SlideShare Revisited – Slidecasting, LeadShare and AdShare, Oh My!
YouTube for presentations. That’s how I’ve most often explained SlideShare to people when asked about the site. However, some new business-focused enhancements make it a much more useful marketing tool, IMHO.
For those of us in the corporate world that seems to live and die by PowerPoint, SlideShare presents a great opportunity to make those decks our organization is so good a producing available to a wide audience for viewing and sharing. And, according to an article today in eMarketer, Americans want brands that inform them.
I opened my SlideShare account two years ago when I was being asked to speak about bringing Dell into the virtual world of Second Life. Around that same time I opened an account for Dell that is now managed by the Corporate Communications team.
However, as my speaking opportunities have become fewer and farther between, I began to visit the site less often and am now discovering that I’ve missed out on many enhancements! And, I’m not just talking about the cool viral metrics they now show on their home page for what presentations are “Hot on Facebook” and “Hot on Twitter.”
What led me to revisit what you can do with SlideShare was a combination of hearing talk about their new SlideShare Business services and my own snide remark on Twitter about someone else’s presentation on SlideShare.
On October 12, I followed a link to a WOMMA presentation regarding the FTC’s new guidelines for bloggers. I began clicking through the slides manually as I’d always done with SlideShare presentations before and found every other slide to be a duplicate. To which I dashed off this tweet: “ok, i know repetition is good 4 memory & this slide show probably sounded better w/a speaker talking 2 it, but really? http://womma.org/diresta…”
I then filed in my mind an idea for a post here about what not to do with presentations on SlideShare and expected to use that presentation as my prime example.

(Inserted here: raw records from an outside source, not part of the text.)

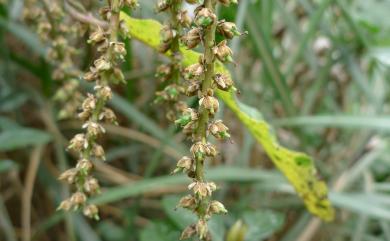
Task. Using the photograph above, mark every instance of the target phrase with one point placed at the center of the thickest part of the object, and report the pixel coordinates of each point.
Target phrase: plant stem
(175, 46)
(209, 42)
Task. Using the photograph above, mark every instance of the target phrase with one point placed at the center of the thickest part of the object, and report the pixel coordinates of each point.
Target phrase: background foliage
(317, 70)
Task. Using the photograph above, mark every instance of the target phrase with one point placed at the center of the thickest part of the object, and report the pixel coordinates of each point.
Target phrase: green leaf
(159, 231)
(6, 165)
(296, 166)
(19, 138)
(262, 224)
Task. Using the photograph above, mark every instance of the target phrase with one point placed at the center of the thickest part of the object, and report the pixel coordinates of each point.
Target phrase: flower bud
(102, 64)
(78, 199)
(202, 229)
(189, 115)
(117, 76)
(97, 36)
(164, 72)
(91, 211)
(211, 150)
(104, 92)
(108, 115)
(89, 104)
(119, 49)
(98, 152)
(205, 17)
(94, 128)
(84, 115)
(130, 3)
(167, 34)
(90, 75)
(162, 5)
(228, 2)
(223, 81)
(84, 165)
(192, 38)
(184, 19)
(216, 207)
(209, 103)
(198, 150)
(189, 231)
(193, 88)
(69, 176)
(193, 71)
(219, 130)
(188, 202)
(201, 189)
(223, 52)
(228, 29)
(91, 186)
(78, 142)
(184, 164)
(65, 205)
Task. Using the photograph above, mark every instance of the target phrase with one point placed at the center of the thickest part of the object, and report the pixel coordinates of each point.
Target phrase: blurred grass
(333, 106)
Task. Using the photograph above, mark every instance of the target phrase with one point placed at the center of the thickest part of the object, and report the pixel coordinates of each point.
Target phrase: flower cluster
(202, 81)
(94, 113)
(55, 29)
(170, 74)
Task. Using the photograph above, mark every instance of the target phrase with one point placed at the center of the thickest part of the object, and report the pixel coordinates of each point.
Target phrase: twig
(28, 191)
(84, 18)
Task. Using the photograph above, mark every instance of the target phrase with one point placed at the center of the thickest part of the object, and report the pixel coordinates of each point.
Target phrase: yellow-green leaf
(296, 166)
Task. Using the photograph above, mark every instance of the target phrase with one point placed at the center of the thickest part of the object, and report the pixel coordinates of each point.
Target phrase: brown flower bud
(90, 75)
(219, 130)
(189, 231)
(130, 3)
(118, 49)
(91, 186)
(184, 19)
(223, 81)
(184, 164)
(102, 64)
(193, 88)
(103, 91)
(205, 17)
(69, 176)
(91, 211)
(93, 128)
(162, 5)
(78, 198)
(167, 34)
(198, 150)
(228, 2)
(223, 52)
(193, 71)
(108, 115)
(84, 115)
(78, 142)
(84, 165)
(209, 103)
(97, 36)
(188, 202)
(65, 205)
(164, 72)
(211, 150)
(228, 29)
(89, 104)
(192, 38)
(201, 189)
(216, 207)
(117, 76)
(98, 152)
(202, 229)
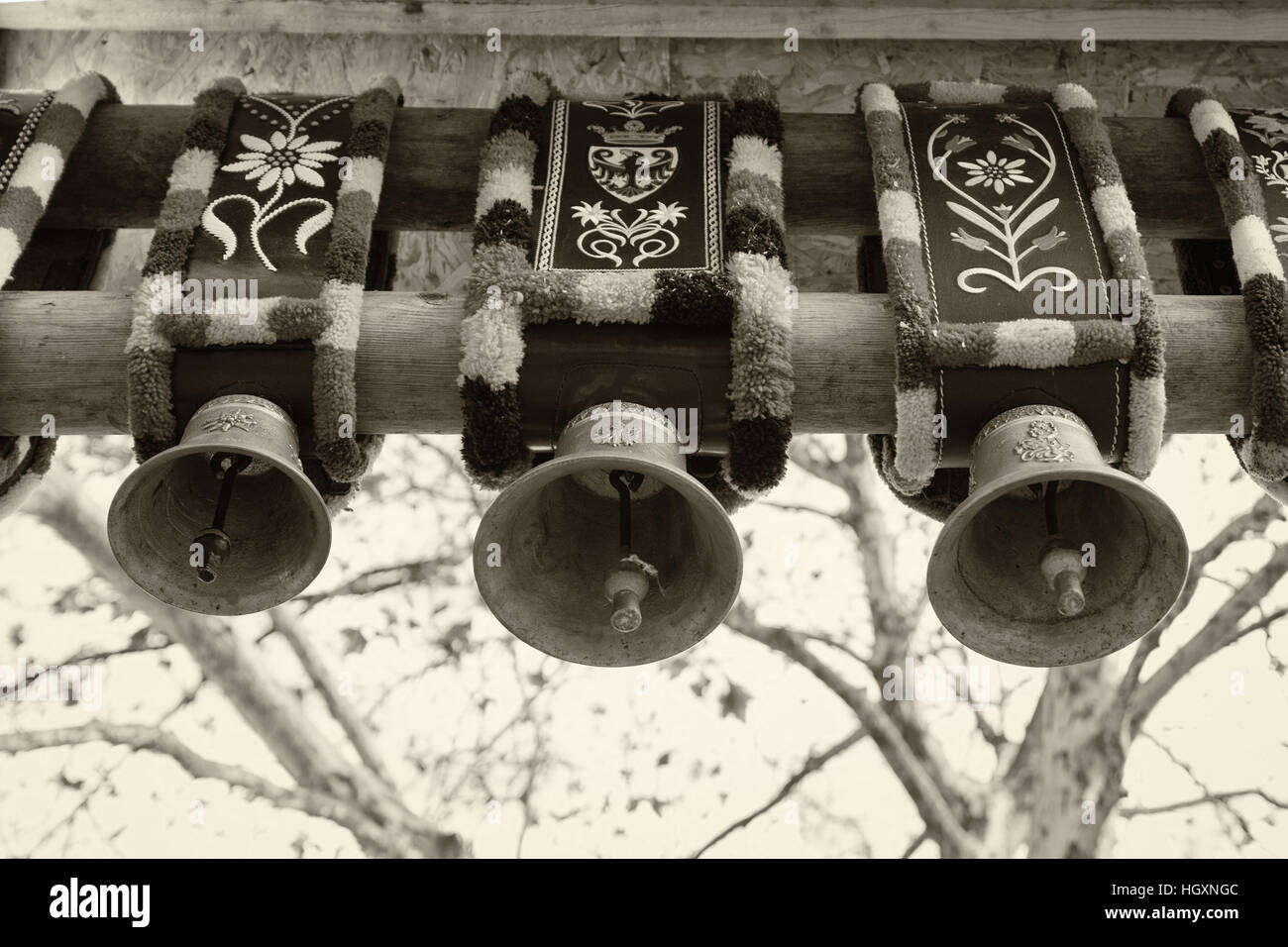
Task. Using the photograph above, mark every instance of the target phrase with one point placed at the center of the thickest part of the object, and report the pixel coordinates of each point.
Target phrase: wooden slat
(62, 354)
(432, 172)
(973, 20)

I intended to point out how presentations that might make sense when you were speaking to them needed to be edited for an audience that can’t hear you before you post them to SlideShare.
Well … it’s a good thing I usually think longer about and do more research for my blog posts than I do my microblog tweets.
The first time I looked at it, I had not noticed the little yellow triangle in the top left corner of the presentation that told me it was a Slidecast.
Slidecasting, it turns out, is a new multimedia option on SlideShare for viewing slide decks synchronized with an audio file. It allows you to take slides and audio and link them together using SlideShare’s free, web based interface. You currently have to find your own host for the audio file, but SlideShare says they may host those in the future, too.
While the visuals remained a bit boring, listening to someone narrate the slides made them much more impactful than silent viewing had done. There’s a lot of potential here, I think, to reach your online audiences! Wouldn’t be surprised, too, if the audio hosting might be SlideShare’s next line of revenue.
A couple of their first revenue-generating options are the other new features that I think makes SlideShare an even better tool for businesses – especially small business on tight budgets: LeadShare and AdShare. They group them together under a title of SlideShare Business and explain it with this presentation:
[flash width="425" height="355"]http://static.slidesharecdn.com/swf/ssplayer2.swf?doc=introducingslidesharebusiness-090927122347-phpapp02&stripped_title=introducing-slideshare-business[/flash]
You only pay for LeadShare if you collect a lead, and you only pay for AdShare if you get a click. And the cost of those payments is more than reasonable for small and medium businesses – much less large enterprises used to paying much more for lead generation.
Measuring the ROI on social media is a much-discussed challenge (see: Mashable, The BrandBuilder Blog, eMarketer and of course, a presentation on SlideShare, or two) and SlideShare Business looks to make it that much easier. Sure, a long-term relationship with your audience should still be the ultimate goal, but having metrics like this makes it that much easier for you to justify your social media investment.